The obtained oily substance was subjected to column chromatography on a silica gel column (particle size 100-200 mesh), chloroform: gradient elution with methanol 100:0-60:40(V/V) was followed by thin layer identification (TLC) to give 3 fractions. Subjecting the fraction 2 to gel (Sephadex LH-20) column chromatography to obtain fraction 2-1, and further purifying with semi-preparative column chromatography to obtain pure 5 "-hydroxymethy-25-methyl electronectin (1) and 3" -hydroxy-25-methyl electronectin (2).
The thin layer identification method comprises the following steps: the converted sample and the blank control are spotted on a silica gel G thin layer plate, developed under the developing agent condition of chloroform and methanol (9:1), taken out and dried after running, observed under an ultraviolet lamp at 254nm, developed by concentrated sulfuric acid, and the conversion result is observed.

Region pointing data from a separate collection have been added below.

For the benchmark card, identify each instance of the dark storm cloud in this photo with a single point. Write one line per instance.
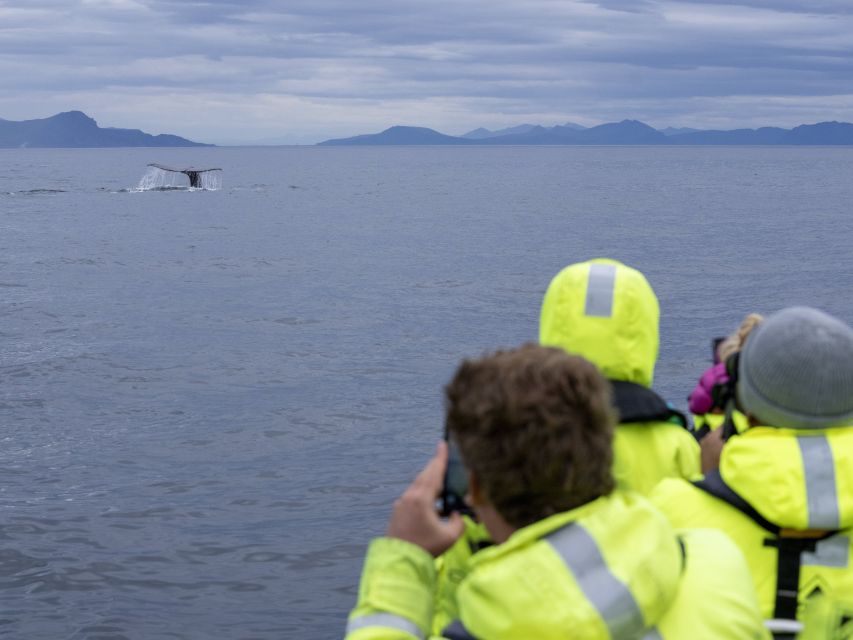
(450, 61)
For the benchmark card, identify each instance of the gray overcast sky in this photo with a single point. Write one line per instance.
(305, 70)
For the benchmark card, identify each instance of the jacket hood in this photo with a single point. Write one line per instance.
(796, 479)
(606, 312)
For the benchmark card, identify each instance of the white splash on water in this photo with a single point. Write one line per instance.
(156, 179)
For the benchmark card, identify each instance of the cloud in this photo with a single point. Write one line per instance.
(332, 67)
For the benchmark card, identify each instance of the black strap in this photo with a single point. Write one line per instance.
(457, 631)
(788, 573)
(714, 484)
(790, 549)
(637, 403)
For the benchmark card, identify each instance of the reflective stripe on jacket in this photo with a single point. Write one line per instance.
(610, 569)
(801, 482)
(607, 313)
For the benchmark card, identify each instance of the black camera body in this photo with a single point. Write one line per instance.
(455, 482)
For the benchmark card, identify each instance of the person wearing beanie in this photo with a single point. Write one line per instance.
(784, 488)
(608, 313)
(573, 556)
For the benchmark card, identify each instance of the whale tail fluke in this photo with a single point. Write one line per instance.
(192, 173)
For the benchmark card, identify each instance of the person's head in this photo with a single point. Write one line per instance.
(735, 341)
(796, 371)
(606, 312)
(534, 427)
(704, 398)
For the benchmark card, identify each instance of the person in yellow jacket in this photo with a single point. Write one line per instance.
(608, 313)
(574, 557)
(784, 487)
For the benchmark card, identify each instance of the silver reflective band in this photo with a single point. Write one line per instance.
(819, 469)
(388, 620)
(599, 290)
(612, 599)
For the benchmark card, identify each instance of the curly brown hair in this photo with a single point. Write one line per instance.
(535, 425)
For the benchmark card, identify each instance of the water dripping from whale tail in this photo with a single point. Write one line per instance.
(162, 178)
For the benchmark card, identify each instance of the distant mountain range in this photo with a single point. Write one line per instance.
(76, 129)
(627, 132)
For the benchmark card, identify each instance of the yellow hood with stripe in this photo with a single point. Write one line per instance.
(623, 343)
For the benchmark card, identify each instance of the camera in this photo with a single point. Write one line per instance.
(455, 482)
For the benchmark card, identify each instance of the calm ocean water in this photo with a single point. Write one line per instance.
(209, 399)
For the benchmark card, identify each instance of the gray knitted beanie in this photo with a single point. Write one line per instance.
(796, 371)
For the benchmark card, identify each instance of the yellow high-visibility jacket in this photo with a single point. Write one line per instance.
(607, 313)
(800, 483)
(611, 569)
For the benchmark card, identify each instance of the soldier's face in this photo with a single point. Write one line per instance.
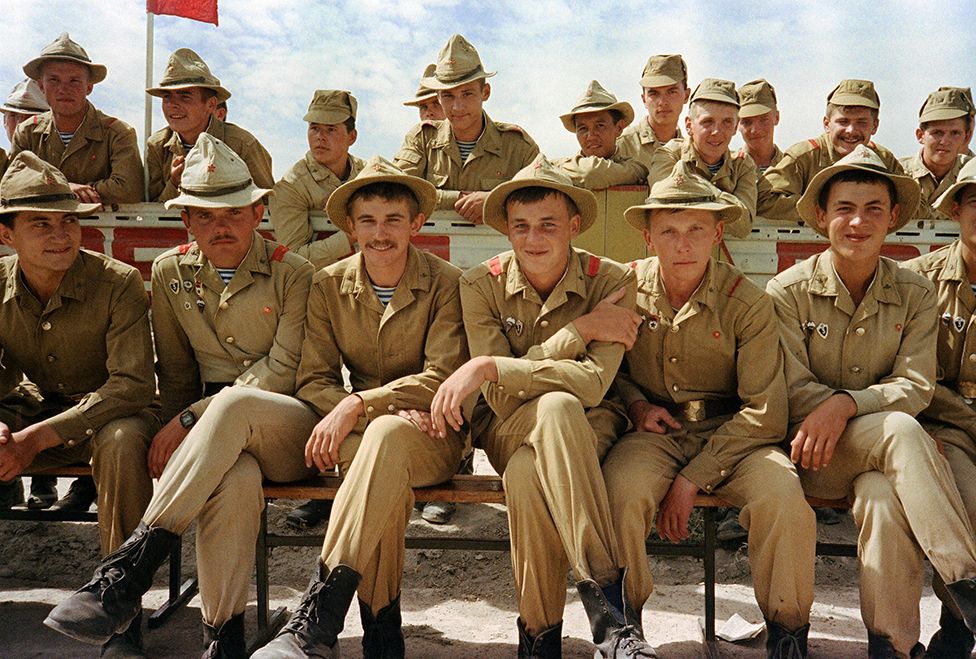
(224, 234)
(857, 219)
(850, 126)
(45, 242)
(65, 86)
(597, 133)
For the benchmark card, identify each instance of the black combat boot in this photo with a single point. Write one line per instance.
(113, 598)
(382, 634)
(313, 630)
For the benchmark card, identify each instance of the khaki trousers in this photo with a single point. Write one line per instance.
(782, 528)
(905, 503)
(372, 507)
(548, 453)
(215, 476)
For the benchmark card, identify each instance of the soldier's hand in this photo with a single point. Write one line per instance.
(815, 441)
(648, 417)
(164, 443)
(322, 448)
(675, 509)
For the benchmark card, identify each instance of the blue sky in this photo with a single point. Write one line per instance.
(272, 54)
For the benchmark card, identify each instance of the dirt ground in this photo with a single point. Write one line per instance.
(455, 604)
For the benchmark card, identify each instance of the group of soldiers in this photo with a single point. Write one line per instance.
(607, 396)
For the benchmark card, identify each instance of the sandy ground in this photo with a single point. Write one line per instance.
(455, 604)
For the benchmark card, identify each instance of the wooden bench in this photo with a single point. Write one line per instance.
(179, 593)
(479, 488)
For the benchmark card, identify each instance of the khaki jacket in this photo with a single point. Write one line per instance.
(722, 344)
(103, 153)
(736, 178)
(305, 187)
(782, 185)
(398, 354)
(535, 344)
(882, 353)
(430, 152)
(957, 336)
(165, 143)
(89, 348)
(248, 333)
(931, 187)
(595, 173)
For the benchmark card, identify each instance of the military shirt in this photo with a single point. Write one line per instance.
(398, 354)
(305, 187)
(89, 347)
(736, 178)
(782, 185)
(536, 347)
(722, 344)
(248, 332)
(931, 187)
(956, 351)
(595, 173)
(165, 144)
(881, 352)
(103, 153)
(430, 152)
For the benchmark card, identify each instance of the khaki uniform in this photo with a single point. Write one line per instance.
(881, 353)
(545, 422)
(247, 334)
(305, 187)
(736, 178)
(397, 355)
(931, 187)
(782, 185)
(430, 152)
(595, 173)
(88, 357)
(103, 153)
(721, 346)
(165, 143)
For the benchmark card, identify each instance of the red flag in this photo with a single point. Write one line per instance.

Semi-preparative column chromatography conditions: mobile phase: methanol-water (92: 8); column C18, 9.4 × 250 mm; detection wavelength: 244 nm; flow rate: 1.5 mL/min; column temperature: 30 ℃; the sample injection amount is as follows: 50 uL. The peaks at 11.5min and 15.5min were collected to give 5 "-hydroxymethyl-25-methyl vector (1, 6.9mg) and 3" -hydroxy-25-methyl vector (2, 61.3 mg).
3) And (3) identifying the structure of the compound 1-2.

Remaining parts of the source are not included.